Certes feu Claude Nougaro ne pouvait, de son vivant, concurrencer le charme ni l'élégance naturelle d'une Elisabeth Schwarzkoph ou d'une Fanny Ardent, ou damer le pion à un Fischer-Dieskau, tant sur le plan artistique qu'esthétique.
Néanmoins j'ai dû mal à considérer que ce
boxeur de la chanson française au front de taureau, à la voix puissante, chaude et rocailleuse, martelant, forgant, triturant ou swingant les mots à la façon de sa
race, puisse être perçu comme le comble de la vulgarité.
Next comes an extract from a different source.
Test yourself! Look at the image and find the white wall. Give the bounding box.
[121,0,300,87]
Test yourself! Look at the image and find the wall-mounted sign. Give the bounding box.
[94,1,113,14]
S'il est bien vrai qu'il n'a pas la voix flutée ou l'accent pointu ou le
sans-accent qu'on eût peut-être aimé qu'il eût, que bien au contraire sa voix rugit tel un torrent dévalant les pentes cévenoles et qu'en outre sa démarche de
cyclope, maladroite et empruntée, un peu chaloupée à la
sarko n'a pas la grâce ni la légèreté de la gazelle, sans parler de son
port de tête manquant cruellement de prestance et de la minimale arrogance nécessaire en ce domaine là, pour autant je ne perçois pas une once de vulgarité dans cet homme, dans sa voix
noire et parfois un peu
laide (comme certains ont pu le reprocher à Maria Callas) qui, à l'image d'une Piaf ou d'un Brel, vous prend aux tripes et honore la chanson française dans ce qu'elle a de plus authentique et finalement de plus beau.